By 1875, metal frameworks and joins — originating with the Paris city markets in the 1820s, a prime topic of study at the École Polytechnique and a commonplace feature of seaside resorts and great exhibitions — had made their way into metropolitan facilities wherever an open span and open floor under a high ceiling were called for, as in Edward I’Anson’s essentially lightweight pavilion structure for the London Corn Exchange, in which the dramatic rescaling of interior space results in a single uninterrupted well-lit hall, large enough for the modern system of goods and trading.

Edward I’Anson (1812–1888), Corn Exchange: interior perspective, 1875. Pencil, watercolour and bodycolour on thick wove paper, 450 × 280 mm. DMC 1650.2.
Edward I’Anson (1812–1888), Corn Exchange: interior perspective, 1875. Pencil, watercolour and bodycolour on thick wove paper, 340 × 468 mm. DMC 1650.3.

The same problem in opening up interior space is evident in Louis Sullivan’s design for a 15 by 12 bay building for the manufacture of handmade shoes in Chicago. Here Sullivan handled the scale of operations and the need for unbroken floor space through heavy masonry frame construction, its weight borne on wide footings.

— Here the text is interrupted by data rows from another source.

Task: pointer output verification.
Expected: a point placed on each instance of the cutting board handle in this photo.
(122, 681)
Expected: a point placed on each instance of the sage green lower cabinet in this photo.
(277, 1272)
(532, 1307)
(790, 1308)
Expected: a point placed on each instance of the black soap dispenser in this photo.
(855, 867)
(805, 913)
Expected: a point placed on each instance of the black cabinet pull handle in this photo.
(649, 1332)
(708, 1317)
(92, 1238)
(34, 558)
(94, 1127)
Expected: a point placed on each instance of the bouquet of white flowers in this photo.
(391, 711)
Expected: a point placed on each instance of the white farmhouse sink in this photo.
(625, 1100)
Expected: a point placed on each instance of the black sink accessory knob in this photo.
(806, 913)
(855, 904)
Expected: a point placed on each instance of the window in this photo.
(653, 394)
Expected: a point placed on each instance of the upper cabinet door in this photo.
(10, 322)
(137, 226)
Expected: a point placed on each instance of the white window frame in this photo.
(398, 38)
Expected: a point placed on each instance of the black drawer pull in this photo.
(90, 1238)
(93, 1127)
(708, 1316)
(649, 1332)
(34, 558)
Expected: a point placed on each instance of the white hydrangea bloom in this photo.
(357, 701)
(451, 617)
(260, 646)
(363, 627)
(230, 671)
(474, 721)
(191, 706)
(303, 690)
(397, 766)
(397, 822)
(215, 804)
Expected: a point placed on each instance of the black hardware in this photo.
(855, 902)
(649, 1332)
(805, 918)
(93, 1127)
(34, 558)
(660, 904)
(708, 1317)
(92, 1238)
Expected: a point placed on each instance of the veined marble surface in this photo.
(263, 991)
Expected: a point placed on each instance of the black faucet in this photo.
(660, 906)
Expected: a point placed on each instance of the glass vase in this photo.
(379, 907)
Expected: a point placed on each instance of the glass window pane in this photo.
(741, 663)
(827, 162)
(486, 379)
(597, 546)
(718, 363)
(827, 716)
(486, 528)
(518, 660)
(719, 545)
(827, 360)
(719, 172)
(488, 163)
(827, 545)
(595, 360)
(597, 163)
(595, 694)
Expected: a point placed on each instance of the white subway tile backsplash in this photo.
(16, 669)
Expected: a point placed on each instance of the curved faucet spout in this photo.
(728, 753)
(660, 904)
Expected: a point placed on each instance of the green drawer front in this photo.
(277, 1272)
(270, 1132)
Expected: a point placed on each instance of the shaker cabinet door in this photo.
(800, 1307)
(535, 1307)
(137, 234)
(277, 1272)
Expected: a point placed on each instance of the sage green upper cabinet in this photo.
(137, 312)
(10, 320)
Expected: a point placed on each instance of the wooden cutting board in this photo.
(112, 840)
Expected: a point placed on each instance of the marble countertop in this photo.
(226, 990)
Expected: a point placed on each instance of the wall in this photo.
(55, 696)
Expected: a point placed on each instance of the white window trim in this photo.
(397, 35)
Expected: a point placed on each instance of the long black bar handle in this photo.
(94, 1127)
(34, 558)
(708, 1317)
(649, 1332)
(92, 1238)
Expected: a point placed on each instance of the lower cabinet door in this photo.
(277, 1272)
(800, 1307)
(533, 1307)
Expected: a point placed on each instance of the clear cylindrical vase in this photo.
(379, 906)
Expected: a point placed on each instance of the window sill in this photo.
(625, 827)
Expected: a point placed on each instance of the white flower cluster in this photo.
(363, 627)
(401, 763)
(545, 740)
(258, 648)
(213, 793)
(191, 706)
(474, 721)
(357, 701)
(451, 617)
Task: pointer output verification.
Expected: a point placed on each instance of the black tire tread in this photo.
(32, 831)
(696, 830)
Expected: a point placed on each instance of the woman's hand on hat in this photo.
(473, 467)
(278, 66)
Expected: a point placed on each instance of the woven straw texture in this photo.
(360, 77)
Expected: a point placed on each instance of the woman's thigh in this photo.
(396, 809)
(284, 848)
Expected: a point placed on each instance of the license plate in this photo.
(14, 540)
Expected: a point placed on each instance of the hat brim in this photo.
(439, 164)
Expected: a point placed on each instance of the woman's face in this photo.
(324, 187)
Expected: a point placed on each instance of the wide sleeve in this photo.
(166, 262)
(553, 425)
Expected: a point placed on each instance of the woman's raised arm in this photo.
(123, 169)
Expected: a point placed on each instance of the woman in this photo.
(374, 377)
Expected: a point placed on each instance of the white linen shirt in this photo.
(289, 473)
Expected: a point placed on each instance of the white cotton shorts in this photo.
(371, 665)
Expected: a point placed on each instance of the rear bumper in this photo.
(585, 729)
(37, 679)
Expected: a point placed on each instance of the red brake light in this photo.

He addressed the need for light by extending steel windows to the edge of the frame and opening all five floors of working lofts to a spacious interior light court. Circulation for its many hundreds of cobblers is compacted in a single wide shaft of stairways under a skylight at one end of the building. Working at this volume the company became extraordinarily productive, expanding into a number of nearby towns and producing by 1900 more than 12,000 shoes a day.